I often hear from men incarcerated in the Attica Correctional Facility, located in my home state of New York. Attica was the site of one of the largest prison uprisings in history. Fifty-three years ago, the men of Attica declared to the world, “We are men, we are not beasts and will not be treated as such.” These words are a fitting indictment of America’s racism and America’s prison system—the living legacies of slavery. Many of the men I work with in Attica speak of the same fears and hopelessness that permeated the plantation fields of the antebellum South.
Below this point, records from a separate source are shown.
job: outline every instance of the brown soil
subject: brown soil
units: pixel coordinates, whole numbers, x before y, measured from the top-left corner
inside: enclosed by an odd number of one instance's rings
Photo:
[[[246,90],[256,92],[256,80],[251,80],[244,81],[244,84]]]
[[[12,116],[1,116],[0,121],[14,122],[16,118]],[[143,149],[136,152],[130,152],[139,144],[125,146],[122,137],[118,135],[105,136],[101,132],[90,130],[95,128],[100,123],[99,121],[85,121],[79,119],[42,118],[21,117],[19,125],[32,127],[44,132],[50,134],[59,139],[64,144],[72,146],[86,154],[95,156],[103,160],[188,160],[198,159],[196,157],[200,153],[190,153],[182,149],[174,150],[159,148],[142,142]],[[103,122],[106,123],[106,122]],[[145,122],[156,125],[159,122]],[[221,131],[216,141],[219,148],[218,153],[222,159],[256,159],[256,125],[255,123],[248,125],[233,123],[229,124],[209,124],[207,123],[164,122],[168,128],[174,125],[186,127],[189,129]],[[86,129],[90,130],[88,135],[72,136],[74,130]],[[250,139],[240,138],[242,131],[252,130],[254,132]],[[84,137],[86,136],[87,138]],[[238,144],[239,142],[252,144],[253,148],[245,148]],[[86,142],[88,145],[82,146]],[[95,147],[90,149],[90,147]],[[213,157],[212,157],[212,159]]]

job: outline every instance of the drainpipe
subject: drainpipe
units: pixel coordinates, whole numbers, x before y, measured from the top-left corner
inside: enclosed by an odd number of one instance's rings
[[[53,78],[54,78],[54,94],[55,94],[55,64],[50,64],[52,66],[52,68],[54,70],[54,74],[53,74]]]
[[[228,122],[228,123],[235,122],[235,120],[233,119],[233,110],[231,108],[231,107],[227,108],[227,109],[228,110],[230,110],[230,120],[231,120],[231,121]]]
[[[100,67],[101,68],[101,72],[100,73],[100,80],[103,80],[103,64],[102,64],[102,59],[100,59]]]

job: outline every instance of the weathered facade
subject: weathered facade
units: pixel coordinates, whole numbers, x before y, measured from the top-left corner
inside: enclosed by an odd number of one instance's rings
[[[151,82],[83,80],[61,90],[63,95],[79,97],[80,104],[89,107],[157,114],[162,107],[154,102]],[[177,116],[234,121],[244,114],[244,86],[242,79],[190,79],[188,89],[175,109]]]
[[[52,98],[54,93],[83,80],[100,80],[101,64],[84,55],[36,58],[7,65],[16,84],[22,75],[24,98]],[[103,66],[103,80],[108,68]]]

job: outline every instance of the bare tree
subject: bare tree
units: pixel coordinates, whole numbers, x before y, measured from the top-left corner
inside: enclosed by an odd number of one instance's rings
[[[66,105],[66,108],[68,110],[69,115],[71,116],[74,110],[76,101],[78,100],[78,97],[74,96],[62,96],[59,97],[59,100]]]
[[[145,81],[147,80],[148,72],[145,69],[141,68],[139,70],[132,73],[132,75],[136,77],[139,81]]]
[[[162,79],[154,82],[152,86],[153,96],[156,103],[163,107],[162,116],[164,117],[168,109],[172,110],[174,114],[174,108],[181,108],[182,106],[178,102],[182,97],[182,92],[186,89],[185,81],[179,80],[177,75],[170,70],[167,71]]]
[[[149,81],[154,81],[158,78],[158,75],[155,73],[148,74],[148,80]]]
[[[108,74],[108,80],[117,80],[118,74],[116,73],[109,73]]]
I am reminded of one of the world’s most famous abolitionists, Harriett Tubman. When speaking to a women’s suffrage convention in 1896, she said, “I was the conductor of the Underground Railroad for eight years, and I can say what most conductors can’t say—I never ran my train off the track and I never lost a passenger.” In today’s abolitionist movement, we lose “passengers” every year, many of whom are tireless advocates for freedom who nevertheless die behind bars. But to leave anyone behind on purpose—to say that some people are incapable of transformation or unworthy of human rights and freedoms—is unthinkable.  

At the time she gave this speech, Tubman was living in Auburn, New York—home to the Auburn Correctional Facility, another of the country’s oldest prisons. It is located just two hours east of Attica. Just six years before she gave this address, Auburn became the site of the world’s first execution by electric chair. It was billed as a reform—the “humane” alternative to hanging. 

On this Juneteenth, I join those calling on all of us to take up the unfinished struggle of the original abolitionists. The dangers of simply reforming the policies of the present are too great. It is time to unequivocally abandon the idea that putting human beings in cages or in bondage can somehow serve society. 

We may not know exactly what a world without cages and shackles will look like, nor do we know exactly how to get there. But it is past time to stop building solitary cells and electric chairs simply because we refuse to believe something else is possible. Our communities and our futures deserve better, and together we can get there.